Best Practices for Composite Model Success
- Collaborate with business stakeholders to define report/dashboard requirements
- Choose the right mix of Import, DirectQuery, and Dual tables
- Use Dual mode wisely for shared dimensions
- Implement aggregations to reduce live queries
- Regularly review usage and performance, cleaning up unnecessary tables/relationships
- Document relationship setups, especially for cross-source joins
- Monitor and adjust storage modes, relationships, and DAX calculations as needed
- Leverage Power BI tools like Model View, Performance Analyzer, and usage metrics
- Set clear governance policies for data access, quality, and permissions
- Provide training and support for your team
- Consider establishing a Center of Excellence (CoE) for Power BI to share best practices and maintain documentation
By following these guidelines, you’ll be well on your way to building scalable, high-performing composite models that deliver powerful analytics and real business value across your organization.
Frequently Asked Questions
What are composite models in Power BI?
Composite models allow you to combine Import and DirectQuery storage modes in a single Power BI dataset, enabling flexible reporting with both cached and live data.
Can I use any data source with composite models?
Not all data sources are supported for DirectQuery in composite models. Check Microsoft’s documentation to confirm compatibility.
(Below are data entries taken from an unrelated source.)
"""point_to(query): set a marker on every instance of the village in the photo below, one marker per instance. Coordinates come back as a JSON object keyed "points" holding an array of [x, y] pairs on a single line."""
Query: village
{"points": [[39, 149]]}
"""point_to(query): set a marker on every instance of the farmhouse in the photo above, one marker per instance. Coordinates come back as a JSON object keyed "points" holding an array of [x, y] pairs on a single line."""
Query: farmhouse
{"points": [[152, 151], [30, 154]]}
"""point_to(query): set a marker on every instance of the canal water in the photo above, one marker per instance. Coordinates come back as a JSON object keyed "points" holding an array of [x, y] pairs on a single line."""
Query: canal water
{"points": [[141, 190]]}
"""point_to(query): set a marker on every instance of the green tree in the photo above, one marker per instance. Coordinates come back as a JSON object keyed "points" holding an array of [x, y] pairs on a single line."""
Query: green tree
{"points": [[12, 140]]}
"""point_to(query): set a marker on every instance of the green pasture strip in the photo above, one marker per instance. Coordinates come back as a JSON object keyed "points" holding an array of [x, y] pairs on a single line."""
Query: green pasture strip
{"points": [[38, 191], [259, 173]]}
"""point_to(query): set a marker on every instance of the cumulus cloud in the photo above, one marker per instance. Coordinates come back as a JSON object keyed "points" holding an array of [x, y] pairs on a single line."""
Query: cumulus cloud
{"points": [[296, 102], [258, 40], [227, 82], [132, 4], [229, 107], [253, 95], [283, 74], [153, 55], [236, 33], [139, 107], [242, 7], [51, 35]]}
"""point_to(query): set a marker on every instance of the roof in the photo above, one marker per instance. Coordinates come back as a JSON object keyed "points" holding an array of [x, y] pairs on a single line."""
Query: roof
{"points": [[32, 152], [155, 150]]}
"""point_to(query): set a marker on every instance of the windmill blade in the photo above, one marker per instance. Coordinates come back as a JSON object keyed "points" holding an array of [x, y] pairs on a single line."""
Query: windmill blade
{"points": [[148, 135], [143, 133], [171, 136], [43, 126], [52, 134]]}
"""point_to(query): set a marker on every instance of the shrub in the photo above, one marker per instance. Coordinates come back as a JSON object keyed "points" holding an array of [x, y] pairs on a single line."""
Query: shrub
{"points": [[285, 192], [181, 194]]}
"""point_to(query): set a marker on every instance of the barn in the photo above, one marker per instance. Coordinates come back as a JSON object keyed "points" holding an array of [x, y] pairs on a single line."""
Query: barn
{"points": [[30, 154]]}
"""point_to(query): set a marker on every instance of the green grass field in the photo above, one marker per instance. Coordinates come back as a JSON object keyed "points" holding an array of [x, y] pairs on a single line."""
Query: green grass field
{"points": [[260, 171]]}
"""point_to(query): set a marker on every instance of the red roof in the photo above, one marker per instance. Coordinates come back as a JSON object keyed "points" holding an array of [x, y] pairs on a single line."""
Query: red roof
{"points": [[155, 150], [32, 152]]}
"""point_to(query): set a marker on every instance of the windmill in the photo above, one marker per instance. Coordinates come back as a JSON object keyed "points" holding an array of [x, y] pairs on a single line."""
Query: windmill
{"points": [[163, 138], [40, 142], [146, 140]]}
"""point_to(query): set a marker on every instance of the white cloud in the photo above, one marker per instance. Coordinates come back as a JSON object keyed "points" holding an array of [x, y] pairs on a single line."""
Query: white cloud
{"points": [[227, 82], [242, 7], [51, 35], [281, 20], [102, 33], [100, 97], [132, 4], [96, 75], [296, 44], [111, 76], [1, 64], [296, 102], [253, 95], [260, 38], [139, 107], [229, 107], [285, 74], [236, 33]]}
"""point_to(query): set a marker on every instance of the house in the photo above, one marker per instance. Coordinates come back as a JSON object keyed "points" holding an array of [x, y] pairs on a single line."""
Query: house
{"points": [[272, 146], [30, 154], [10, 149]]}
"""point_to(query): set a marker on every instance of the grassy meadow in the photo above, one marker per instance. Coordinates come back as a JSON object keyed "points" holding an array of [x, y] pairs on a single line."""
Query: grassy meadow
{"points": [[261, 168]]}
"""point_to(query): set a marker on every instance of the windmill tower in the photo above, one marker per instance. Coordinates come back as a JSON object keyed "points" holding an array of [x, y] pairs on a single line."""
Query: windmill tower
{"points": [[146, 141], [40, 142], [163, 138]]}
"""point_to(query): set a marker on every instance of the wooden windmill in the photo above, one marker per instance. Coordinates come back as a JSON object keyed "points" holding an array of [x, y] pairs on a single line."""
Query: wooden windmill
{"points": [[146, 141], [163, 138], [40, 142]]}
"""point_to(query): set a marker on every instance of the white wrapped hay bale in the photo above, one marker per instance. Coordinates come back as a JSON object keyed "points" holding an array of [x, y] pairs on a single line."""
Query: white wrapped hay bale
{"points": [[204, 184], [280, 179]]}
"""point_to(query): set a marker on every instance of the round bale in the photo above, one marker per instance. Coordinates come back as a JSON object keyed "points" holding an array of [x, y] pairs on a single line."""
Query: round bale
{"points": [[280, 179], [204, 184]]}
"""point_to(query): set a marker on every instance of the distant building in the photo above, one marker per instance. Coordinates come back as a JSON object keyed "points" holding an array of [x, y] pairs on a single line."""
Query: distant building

What is Dual storage mode?
Dual storage mode lets a table act as Import or DirectQuery depending on the query context, optimizing performance and data freshness.
How do I optimize performance in composite models?
Use aggregations, efficient relationships, and incremental refresh. Monitor performance with Power BI’s built-in tools and adjust your model as needed.
Are there limitations with composite models?
Yes, such as limited DAX functions on DirectQuery tables, relationship restrictions, and increased complexity in governance and security. Plan your architecture accordingly.